Twitter Board Adopts Poison Pill Measure in Response to Elon Musk's Offer as New Challenger Emerges

Twitter fights back!

In an attempt to fend off Elon Musk's takeover bid, the Twitter board adopted a "poison pill" measure on Friday.

Hoping to maintain its independence, Twitter's board of directors executed a limited duration shareholder rights plan, also known as the poison pill to beat back Musk's unwelcome $43 billion "best and final" offer.

The poison pill measure would dilute anyone having a stake in the company of more than 15% by selling more shares to other shareholders at a discount. The measure will be in place until April 14, 2023.

Twitter Board Adopts Poison Pill Measure in Response to Elon Musk's Offer as New Challenger Emerges
Rafael Henrique / Getty images

New Buyout Firm Challenges Musk's $43 Billion Bid

In a report of The New York Post on Thursday, Thoma Bravo, a technology-focused private equity firm, was considering a bid for Twitter.
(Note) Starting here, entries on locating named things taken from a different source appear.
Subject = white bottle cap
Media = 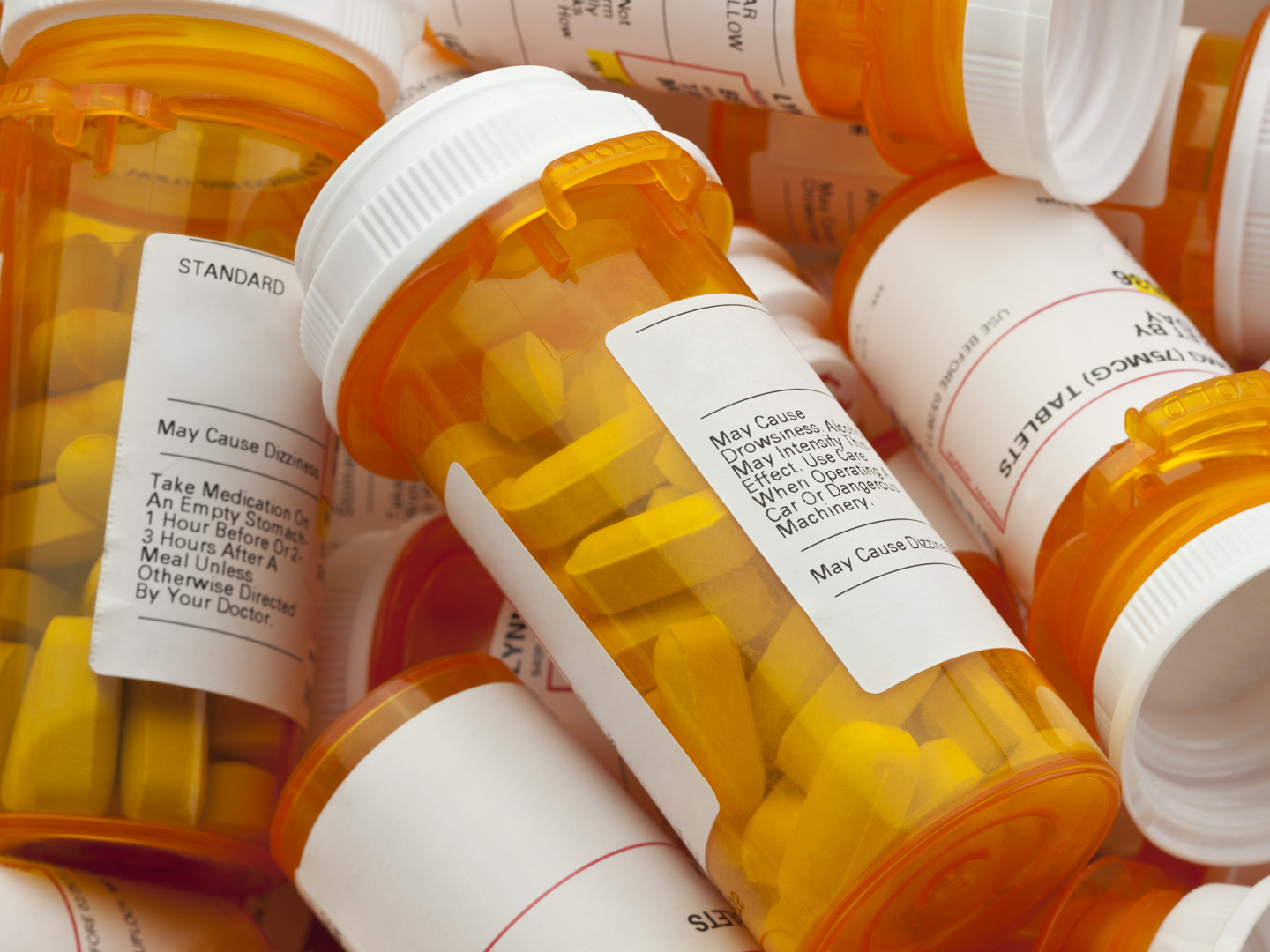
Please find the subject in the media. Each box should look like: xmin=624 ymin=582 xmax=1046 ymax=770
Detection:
xmin=961 ymin=0 xmax=1183 ymax=205
xmin=296 ymin=66 xmax=718 ymax=434
xmin=1094 ymin=504 xmax=1270 ymax=866
xmin=1147 ymin=880 xmax=1270 ymax=952
xmin=1213 ymin=20 xmax=1270 ymax=361
xmin=0 ymin=0 xmax=423 ymax=110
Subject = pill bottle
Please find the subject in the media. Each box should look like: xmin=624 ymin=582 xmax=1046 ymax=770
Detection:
xmin=428 ymin=0 xmax=1183 ymax=202
xmin=0 ymin=0 xmax=422 ymax=894
xmin=834 ymin=164 xmax=1270 ymax=866
xmin=297 ymin=67 xmax=1117 ymax=952
xmin=1033 ymin=857 xmax=1270 ymax=952
xmin=0 ymin=857 xmax=273 ymax=952
xmin=272 ymin=655 xmax=759 ymax=952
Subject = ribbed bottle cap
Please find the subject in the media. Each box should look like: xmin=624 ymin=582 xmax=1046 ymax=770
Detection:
xmin=305 ymin=516 xmax=432 ymax=747
xmin=296 ymin=66 xmax=713 ymax=424
xmin=1147 ymin=880 xmax=1270 ymax=952
xmin=961 ymin=0 xmax=1183 ymax=205
xmin=0 ymin=0 xmax=423 ymax=112
xmin=1094 ymin=504 xmax=1270 ymax=866
xmin=1213 ymin=19 xmax=1270 ymax=361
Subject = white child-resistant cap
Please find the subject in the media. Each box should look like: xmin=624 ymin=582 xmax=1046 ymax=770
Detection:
xmin=1094 ymin=504 xmax=1270 ymax=866
xmin=1213 ymin=16 xmax=1270 ymax=363
xmin=961 ymin=0 xmax=1183 ymax=205
xmin=296 ymin=66 xmax=718 ymax=425
xmin=0 ymin=0 xmax=423 ymax=112
xmin=1147 ymin=880 xmax=1270 ymax=952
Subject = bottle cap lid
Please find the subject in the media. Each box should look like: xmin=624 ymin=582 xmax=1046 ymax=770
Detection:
xmin=306 ymin=516 xmax=430 ymax=747
xmin=1149 ymin=880 xmax=1270 ymax=952
xmin=1094 ymin=504 xmax=1270 ymax=866
xmin=961 ymin=0 xmax=1183 ymax=205
xmin=0 ymin=0 xmax=423 ymax=110
xmin=1213 ymin=14 xmax=1270 ymax=361
xmin=296 ymin=66 xmax=718 ymax=434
Thoma Bravo had more than $103 billion in assets under management as of the end of December. People familiar with the matter said that it is exploring the possibility of putting together a bid for Twitter.

At present, there is no word yet as to how much Thoma Bravo would be prepared to offer. Reuters reported that there is no certainty yet that such a rival bid will materialize according to sources that asked not to be identified because the matter is confidential.

The interest of Thoma Bravo in Twitter raises fear of more private equity firms vying for the social media giant. According to the data provider Pregin, the global private equity industry is sitting on about $1.8 trillion in dry powder.

Looking closely at the scenario, it is likely possible for a private equity firm to partner with Musk's bid rather than challenge him. This would boost Musk's current bid. However, some private equity firms are apprehensive about teaming up with him because of his criticism on Twitter's reliance on advertising for most of its revenue. This is because a strong cash flow makes financing a leveraged buyout much easier.

With a net worth of $265 billion according to Forbes, Musk is the world's richest person. However, he has drawn a line on how much he is willing to pay.

On Wednesday, Musk informed Twitter that his "best and final offer" is locked at a $54.20-per-share all-cash bid. He added that would reconsider his position as a Twitter shareholder if his offer was rejected. Musk owns more than 9% of Twitter.

Why Twitter Needs to Swallow the 'Poison Pill'

Twitter's annual cash flow is close to $700 million and it has more than $6 billion of cash on its balance sheet. This provides some comfort to banks considering whether they should provide debt for a deal.

However, Twitter has to enact a flip-in poison pill strategy to prevent Musk's take over.

The flip-in strategy 'poison pill' allows current shareholders, to purchase additional shares at a discount, which results in immediate profits for shareholders and a diluted ownership stake for the acquirer, making the deal less appealing.

In a press release of the Twitter board, they said that by enacting the 'poison pill' the likelihood that any entity, person or group that gains control of Twitter through open market accumulation without paying all shareholders an appropriate control premium or without providing the board sufficient time to make informed judgments and take actions that are in the best interests of shareholders will be reduced.